Tags: #Otros, #Drama

Le deslumbró su talento, prosiguió su padre. Alguien que pudiera interpretar como ella aquel papel exigente y delicado debía poseer una hondura y amplitud de sentimientos mayor que cualquier otra mujer que hubiera conocido antes. Pero fingir que se es una persona y el hecho de serlo son dos cosas distintas, ¿no es cierto? La boda se celebró el 12 de marzo de 1979, menos de cinco meses después de su primer encuentro. Al cabo de cinco meses, ya había problemas en el matrimonio. Su padre no quería aburrirlo recitándole una letanía de sus disputas e incompatibilidades, pero todo se resumía en lo siguiente: se querían pero no se llevaban bien. ¿Tenía eso sentido para él?

No, no le encontraba sentido alguno. El muchacho ya estaba enteramente confuso para entonces, pero le daba pánico reconocerlo ante su padre, que hacía esfuerzos por tratarlo como a un adulto; aquel día no se sentía a la altura, el mundo de los adultos era insondable para él en aquel momento de su vida y se mostraba incapaz de comprender la paradoja de amor y desacuerdo que coexistían en igual medida. Tenía que ser una cosa u otra, amor o no amor, pero no su existencia e inexistencia al mismo tiempo. Hizo una breve pausa para ordenar sus pensamientos y luego formuló la única pregunta que parecía venir al caso, la única que tenía un significado pertinente. Si se llevaban tan mal, ¿por qué tuvieron un hijo?

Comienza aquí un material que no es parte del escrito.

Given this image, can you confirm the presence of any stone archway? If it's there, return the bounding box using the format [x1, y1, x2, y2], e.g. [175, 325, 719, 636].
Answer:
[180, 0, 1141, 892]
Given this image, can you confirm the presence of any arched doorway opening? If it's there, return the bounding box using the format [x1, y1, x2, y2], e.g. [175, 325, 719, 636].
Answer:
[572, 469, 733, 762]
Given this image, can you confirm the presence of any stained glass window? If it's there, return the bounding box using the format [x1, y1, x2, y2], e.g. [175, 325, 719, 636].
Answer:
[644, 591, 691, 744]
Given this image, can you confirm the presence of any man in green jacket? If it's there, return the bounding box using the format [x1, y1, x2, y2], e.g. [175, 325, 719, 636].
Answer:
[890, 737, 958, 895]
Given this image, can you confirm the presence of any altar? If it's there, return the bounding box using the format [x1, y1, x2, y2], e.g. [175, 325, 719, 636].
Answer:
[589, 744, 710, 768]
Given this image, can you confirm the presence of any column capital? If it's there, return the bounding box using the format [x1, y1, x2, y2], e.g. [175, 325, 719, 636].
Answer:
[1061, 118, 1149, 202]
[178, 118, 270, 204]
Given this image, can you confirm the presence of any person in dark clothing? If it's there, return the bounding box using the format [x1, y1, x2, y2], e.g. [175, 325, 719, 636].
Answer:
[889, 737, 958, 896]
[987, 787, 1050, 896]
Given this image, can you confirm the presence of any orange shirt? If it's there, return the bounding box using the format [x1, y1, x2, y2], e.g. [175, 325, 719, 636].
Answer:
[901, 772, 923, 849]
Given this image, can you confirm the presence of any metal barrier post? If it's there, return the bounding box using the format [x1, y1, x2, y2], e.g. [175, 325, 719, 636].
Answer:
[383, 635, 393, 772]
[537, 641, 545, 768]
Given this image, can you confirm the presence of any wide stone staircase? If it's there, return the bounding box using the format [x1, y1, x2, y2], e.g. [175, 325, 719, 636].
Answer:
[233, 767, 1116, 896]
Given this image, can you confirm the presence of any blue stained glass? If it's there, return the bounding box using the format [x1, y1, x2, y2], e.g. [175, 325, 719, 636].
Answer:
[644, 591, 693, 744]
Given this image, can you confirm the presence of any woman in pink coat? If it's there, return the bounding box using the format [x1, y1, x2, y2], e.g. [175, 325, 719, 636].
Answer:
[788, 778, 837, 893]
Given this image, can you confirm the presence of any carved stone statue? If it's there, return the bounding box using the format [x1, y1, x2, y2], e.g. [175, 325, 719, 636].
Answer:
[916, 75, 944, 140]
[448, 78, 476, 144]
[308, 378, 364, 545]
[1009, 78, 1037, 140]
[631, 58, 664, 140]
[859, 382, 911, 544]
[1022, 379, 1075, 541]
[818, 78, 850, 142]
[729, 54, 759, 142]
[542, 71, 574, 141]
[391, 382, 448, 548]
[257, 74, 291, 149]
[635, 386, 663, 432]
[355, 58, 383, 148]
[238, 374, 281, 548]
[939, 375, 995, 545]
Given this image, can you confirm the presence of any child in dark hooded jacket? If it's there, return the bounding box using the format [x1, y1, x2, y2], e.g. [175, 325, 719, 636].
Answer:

Ésa iba a ser su salvación, contestó su padre. Ése era el plan, en cualquier caso: tener un hijo juntos y esperar luego a que el amor que inevitablemente sentirían por él detuviera el desencanto que iba creciendo entre ellos. Ella parecía feliz al principio, le confió su padre, los dos estaban contentos, pero después… Se interrumpió con brusquedad a media frase, desvió un momento la vista mientras consideraba las circunstancias y, al final, concluyó: No estaba preparada para ser madre. Era demasiado joven. No debería haberla empujado a eso.

El chico entendió que su padre trataba de no herir sus sentimientos. No podía soltarle que su madre no había querido tenerlo, ¿verdad? Eso habría sido demasiado, un golpe que nadie habría sido capaz de asimilar plenamente, y sin embargo el silencio de su padre y la compasiva omisión de los burdos detalles equivalían a una admisión de esa misma realidad: su madre no lo había querido, su nacimiento fue un error, no existía razón justificable alguna para que estuviera en el mundo.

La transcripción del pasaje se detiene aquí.